Energy is interchangeable. So you can use electrical power to get mechanical power, like spinning the fan in your PC. Or to drive an electric car. Likewise, you can use mechanical power to get electrical power. Like this spinning of wind turbines to generate electricity, or the spinning of turbines in a hydroelectric dam
So
Electrical power = Mechanical Power
But not exactly, due to some energy lost as thermal energy
So, what if you took an Olymipic cyclist that can transform 700 Watts Chemical potential energy into kinetic energy. And put him onto an exercycle that contains a kinetic generator that transforms this 700 Watts kinetic energy into electrical energy. And then connect this to a toaster that transforms this 700 Watts into heat (and light) energy.

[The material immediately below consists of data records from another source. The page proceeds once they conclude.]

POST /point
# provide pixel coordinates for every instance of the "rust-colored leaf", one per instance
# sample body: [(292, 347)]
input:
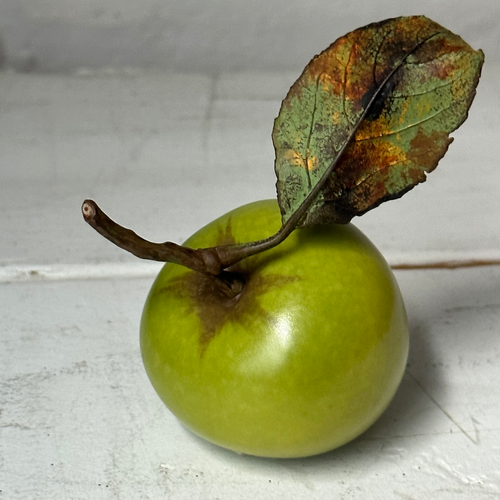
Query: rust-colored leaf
[(370, 116)]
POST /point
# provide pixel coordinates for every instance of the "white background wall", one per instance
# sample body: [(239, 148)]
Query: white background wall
[(209, 35)]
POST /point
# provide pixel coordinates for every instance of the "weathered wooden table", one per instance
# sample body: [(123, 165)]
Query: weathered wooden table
[(165, 154)]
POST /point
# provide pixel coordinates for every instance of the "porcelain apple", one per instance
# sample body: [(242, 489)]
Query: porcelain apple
[(304, 359)]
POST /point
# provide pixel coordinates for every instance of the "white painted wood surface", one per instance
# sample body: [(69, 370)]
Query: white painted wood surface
[(165, 154)]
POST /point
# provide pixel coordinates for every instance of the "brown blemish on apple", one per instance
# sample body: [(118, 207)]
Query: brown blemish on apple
[(209, 300)]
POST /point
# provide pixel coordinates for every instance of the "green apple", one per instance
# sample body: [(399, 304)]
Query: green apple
[(303, 360)]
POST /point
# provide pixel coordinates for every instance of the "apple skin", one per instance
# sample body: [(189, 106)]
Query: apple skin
[(304, 360)]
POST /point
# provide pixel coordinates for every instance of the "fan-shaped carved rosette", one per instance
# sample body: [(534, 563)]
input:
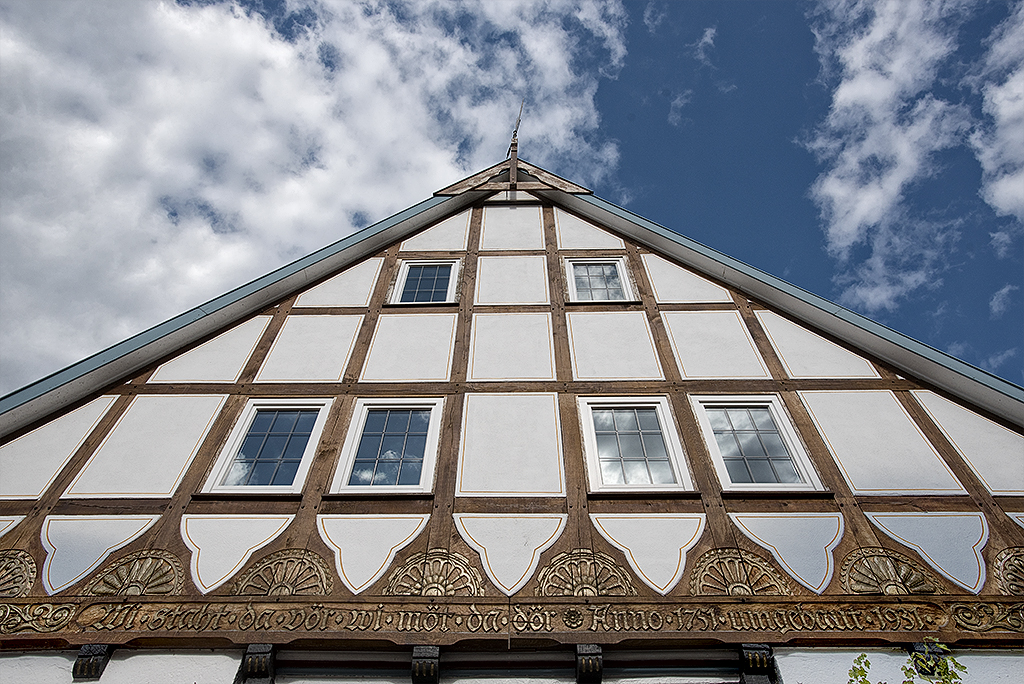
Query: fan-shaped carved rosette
[(1010, 570), (287, 572), (584, 572), (436, 572), (879, 570), (141, 573), (735, 572), (17, 572)]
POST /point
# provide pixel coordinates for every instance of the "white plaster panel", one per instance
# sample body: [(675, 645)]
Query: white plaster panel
[(492, 464), (311, 348), (802, 543), (162, 667), (411, 347), (877, 444), (576, 233), (349, 288), (29, 464), (222, 544), (713, 344), (808, 355), (366, 545), (76, 545), (654, 544), (612, 345), (994, 454), (512, 280), (220, 359), (674, 284), (150, 449), (512, 346), (950, 543), (449, 236), (512, 228), (8, 522), (510, 546)]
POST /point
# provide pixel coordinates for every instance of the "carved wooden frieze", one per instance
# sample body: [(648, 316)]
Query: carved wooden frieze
[(879, 570), (282, 621), (17, 572), (1010, 570), (584, 572), (287, 572), (150, 572), (735, 572), (436, 572)]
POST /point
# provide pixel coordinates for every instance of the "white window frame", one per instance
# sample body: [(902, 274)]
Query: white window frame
[(785, 430), (673, 443), (347, 460), (399, 283), (629, 291), (241, 431)]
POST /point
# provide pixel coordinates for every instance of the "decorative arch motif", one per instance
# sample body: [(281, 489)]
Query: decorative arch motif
[(584, 572), (879, 570), (436, 572), (735, 572), (287, 572), (17, 572), (141, 573), (1010, 570)]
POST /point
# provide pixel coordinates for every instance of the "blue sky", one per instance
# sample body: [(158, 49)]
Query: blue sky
[(158, 154)]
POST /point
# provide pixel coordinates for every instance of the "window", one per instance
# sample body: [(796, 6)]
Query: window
[(426, 282), (270, 447), (598, 280), (390, 446), (753, 444), (631, 443)]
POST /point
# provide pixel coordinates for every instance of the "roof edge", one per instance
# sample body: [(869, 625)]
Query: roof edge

Then you could toast your bread?
He can keep his average Power to roughly 700 Watts for 63 seconds.
It is annoying that they didn't put another piece of bread in the other slot, as it wouldn't have used any more energy.
Anyway, how much Energy was needed to toast that piece of bread?
ΔE = P x t
ΔE = 700W x 63s
ΔE = 44,100 Joules
How much work did the cyclist do?
W = Pxt
W = 700W x 63s
W = 44,100 Joules
ΔE = W
So, it takes 44 Kilojoules to toast a piece of bread.
And he 'burnt' 44 KJ of his body's energy.
As a side note, if he eats that toast, he will gain 380 KJ of Chemical Potential Energy stored in the bread.
An extra geeky side note: The ingredients from bread are from the food chain, and the sun is the basis of all energy for all foodchains, so 380KJ of the sun's energy is in that piece of bread. Thus, the sun's energy powers him (and us).
Another side note:
Eddie's benchpress: 936 Watts, 17 seconds, 15900 Joules total
Robert's cycling: 700 Watts, 63 seconds, 44100 Joules
Why is there this difference? What does this say about these muscle groups? And why did cyclists replace grinders on the Team New Zealand Yacht?